Kiessling's book offers the details.
Her interior minister, Naseerullah Khan Babar, was responsible for the safety of the route, but was unable to negotiate successfully with the many dominant warlords along it.
In his search for new allies, Babar came upon Mullah Omar, the Taliban's one-eyed commander.
Armed by the Pakistan army -- the director general, military operations at the time was one Pervez Musharraf -- the Taliban defeated many of the warlords and established itself in Kandahar.
The ISI till then had been supporting Gulbuddin Hekmatyar, warlord and former Afghan prime minister, but changed tack after Kandahar's conquest.
'They saw the Taliban as a new way of turning around their fortunes, which had been at a dead-end since 1989,' Kiessling writes.
Faith, Unity, Discipline confirms many truths about Pakistan's ISI-military existential paradigm as implacably India-focused.
Like most, he sees no solution to the problem without either side blinking.
I was struck by the fact that his suggested solution for the Kashmir problem was met with studied non-reaction within the establishment.
At least once, he says, it provoked hostility -- and that was over breakfast with Beg during a trip to Ashgabat. Only Beg, two trusted lieutenants and he were present.
"I suggested getting rid of the Kashmir issue and focusing on the development of Pakistan by basically going with the status quo."
Beg's reaction was incendiary. "He told me, 'You have ruined my breakfast', and stormed off."
The first edition of the book appeared in 2011 in German, and this revised and translated edition was updated to cover events till 2015. But work on it started in 2004, two years after Kiessling had retired.
Encouraged by an Order of Merit from the German government for his work in Pakistan (a similar request by his friend Agha Shahi to the Pakistani foreign office was turned down), he approached the foreign office for a six month contract as political advisor in Kabul to the embassy or to President Hamid Karzai.
Karzai was very corrupt, was he not, I interrupt.
"Oh yes," he says cheerfully. "He was a good friend, but do you know he was trying to form a monarchy -- he even started dressing like an Afghan king."
Anyway, the FO proposal did not work out, a fact he attributes to his age and lack of a "network" in Germany.
He had, after all, spent 18 years outside the country -- five of them in Fiji where he met his wife, Irene Kiessling-Wong, who was his office chief in Pakistan and his research assistant for the book.
The idea for a book, which took five years to write, took shape as he read the increasing verbiage on Af-Pak and the campaigns of the US-led international forces.
He was struck by the guesswork that went into assessments of the ISI. "Some of them were outright stupid, but they were repeated not just by the international press but also by politicians.
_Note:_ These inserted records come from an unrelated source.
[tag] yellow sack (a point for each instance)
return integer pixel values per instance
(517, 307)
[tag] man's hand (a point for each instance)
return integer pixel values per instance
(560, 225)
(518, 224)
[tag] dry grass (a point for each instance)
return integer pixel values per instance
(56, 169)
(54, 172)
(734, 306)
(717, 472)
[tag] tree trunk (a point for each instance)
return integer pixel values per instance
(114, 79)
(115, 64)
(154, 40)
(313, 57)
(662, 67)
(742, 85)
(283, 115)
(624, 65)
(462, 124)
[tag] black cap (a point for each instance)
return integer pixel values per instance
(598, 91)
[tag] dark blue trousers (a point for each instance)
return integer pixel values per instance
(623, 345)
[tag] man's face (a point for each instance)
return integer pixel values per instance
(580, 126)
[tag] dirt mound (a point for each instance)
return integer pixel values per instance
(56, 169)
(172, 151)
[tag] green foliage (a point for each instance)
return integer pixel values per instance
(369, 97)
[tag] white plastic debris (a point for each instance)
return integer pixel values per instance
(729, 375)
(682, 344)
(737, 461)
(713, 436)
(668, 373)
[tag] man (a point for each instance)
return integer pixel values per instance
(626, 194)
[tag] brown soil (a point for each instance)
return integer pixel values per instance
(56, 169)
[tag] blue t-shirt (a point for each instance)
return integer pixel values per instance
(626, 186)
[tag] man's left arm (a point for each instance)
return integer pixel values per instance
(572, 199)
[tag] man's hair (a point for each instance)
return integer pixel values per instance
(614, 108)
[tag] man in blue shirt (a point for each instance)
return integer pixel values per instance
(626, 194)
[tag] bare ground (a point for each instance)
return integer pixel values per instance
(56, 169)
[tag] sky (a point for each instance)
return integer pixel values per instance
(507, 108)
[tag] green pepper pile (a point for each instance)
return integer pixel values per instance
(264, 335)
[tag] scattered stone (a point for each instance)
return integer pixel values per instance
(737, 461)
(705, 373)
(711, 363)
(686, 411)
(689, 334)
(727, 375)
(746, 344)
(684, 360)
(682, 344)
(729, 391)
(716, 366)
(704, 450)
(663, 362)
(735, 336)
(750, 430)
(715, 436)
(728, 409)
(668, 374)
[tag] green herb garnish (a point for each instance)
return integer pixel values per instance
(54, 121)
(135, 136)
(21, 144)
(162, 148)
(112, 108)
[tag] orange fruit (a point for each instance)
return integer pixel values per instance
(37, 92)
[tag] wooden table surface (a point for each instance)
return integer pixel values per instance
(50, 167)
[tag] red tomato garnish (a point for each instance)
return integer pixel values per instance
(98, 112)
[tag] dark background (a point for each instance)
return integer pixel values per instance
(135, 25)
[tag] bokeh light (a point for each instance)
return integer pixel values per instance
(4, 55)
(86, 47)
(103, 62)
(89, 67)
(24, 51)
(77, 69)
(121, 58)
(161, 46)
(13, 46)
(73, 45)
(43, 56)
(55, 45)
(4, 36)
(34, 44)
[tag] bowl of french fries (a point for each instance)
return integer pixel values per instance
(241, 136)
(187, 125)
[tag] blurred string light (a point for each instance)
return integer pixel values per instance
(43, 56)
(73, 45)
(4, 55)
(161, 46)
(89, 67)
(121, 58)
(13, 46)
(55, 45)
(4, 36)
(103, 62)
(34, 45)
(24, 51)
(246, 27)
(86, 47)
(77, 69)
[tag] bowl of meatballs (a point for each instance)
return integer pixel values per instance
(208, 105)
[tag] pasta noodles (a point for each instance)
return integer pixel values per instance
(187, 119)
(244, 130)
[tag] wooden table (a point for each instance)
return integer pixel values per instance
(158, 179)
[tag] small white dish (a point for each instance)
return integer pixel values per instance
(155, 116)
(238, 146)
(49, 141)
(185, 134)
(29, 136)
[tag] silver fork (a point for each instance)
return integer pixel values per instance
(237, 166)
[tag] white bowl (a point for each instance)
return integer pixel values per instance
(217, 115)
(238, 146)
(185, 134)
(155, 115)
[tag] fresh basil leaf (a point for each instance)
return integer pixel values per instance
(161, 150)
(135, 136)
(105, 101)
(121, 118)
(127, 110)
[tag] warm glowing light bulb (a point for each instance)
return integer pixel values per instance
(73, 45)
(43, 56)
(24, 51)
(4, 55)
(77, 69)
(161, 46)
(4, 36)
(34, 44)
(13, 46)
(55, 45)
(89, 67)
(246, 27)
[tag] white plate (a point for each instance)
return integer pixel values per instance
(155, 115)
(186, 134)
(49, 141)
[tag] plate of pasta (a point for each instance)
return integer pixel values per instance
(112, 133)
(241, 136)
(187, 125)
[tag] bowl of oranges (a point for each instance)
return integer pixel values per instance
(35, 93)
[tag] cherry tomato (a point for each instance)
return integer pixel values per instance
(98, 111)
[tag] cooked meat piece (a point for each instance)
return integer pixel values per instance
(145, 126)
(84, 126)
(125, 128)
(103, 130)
For example, estimates of the size of the ISI ranged from 20,000 to 50,000. One German paper even put it at 120,000! When the BND (the Germany intelligence agency) has only 6,500, how can the ISI have even 10,000?"
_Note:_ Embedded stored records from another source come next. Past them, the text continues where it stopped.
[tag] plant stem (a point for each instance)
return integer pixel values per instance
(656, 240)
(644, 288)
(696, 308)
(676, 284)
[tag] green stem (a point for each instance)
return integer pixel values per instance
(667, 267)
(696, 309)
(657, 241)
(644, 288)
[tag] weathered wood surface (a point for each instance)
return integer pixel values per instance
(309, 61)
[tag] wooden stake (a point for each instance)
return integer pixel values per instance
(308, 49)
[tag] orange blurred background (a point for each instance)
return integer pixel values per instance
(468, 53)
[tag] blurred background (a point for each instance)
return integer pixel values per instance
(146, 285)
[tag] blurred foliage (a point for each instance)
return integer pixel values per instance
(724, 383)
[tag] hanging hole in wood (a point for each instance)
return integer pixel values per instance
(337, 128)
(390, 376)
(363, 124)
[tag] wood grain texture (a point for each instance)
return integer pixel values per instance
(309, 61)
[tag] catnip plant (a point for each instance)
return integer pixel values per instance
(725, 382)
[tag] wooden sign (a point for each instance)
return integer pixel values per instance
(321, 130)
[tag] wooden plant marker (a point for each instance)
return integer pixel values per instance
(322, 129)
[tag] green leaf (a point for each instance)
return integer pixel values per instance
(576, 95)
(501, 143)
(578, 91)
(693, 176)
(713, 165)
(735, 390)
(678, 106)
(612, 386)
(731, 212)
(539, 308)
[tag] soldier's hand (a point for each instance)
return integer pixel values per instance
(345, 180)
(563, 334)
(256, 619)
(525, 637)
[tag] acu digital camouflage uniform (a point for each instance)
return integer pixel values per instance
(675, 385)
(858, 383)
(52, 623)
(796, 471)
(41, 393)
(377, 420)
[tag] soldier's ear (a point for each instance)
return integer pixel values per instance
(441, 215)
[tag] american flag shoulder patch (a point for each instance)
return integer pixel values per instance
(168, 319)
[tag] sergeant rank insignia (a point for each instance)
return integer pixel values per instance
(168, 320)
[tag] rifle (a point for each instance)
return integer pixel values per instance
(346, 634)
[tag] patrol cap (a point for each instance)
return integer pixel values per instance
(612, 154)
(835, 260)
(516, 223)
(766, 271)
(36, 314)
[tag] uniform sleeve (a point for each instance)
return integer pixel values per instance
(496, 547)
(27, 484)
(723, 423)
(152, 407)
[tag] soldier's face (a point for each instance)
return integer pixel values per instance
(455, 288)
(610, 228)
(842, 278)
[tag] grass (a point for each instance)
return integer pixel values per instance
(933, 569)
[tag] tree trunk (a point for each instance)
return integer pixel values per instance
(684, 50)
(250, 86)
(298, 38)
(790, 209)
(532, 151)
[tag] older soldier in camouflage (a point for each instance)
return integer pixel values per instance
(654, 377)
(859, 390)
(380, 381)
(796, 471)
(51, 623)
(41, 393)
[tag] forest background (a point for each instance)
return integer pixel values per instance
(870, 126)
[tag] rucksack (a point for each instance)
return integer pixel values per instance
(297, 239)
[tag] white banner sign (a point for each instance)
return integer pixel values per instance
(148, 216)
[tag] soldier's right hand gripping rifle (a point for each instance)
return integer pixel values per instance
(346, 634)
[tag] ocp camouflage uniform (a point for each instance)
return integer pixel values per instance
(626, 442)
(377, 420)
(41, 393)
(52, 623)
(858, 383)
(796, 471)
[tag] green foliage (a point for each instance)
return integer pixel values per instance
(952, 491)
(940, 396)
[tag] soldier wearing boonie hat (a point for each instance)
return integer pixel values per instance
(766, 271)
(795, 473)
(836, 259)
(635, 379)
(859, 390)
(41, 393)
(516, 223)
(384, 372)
His research put the number at 3,500, about half the size of R&AW.
Thereafter, he travelled twice a year to Pakistan and India -- at his own cost -- to meet his "friends" and research the book. He seems to be gratified and slightly bemused by the reception it has received.
An hour-and-a-half seems too little a time for the many insider stories he has to tell. Now, he says he is enjoying retired life, but you wonder.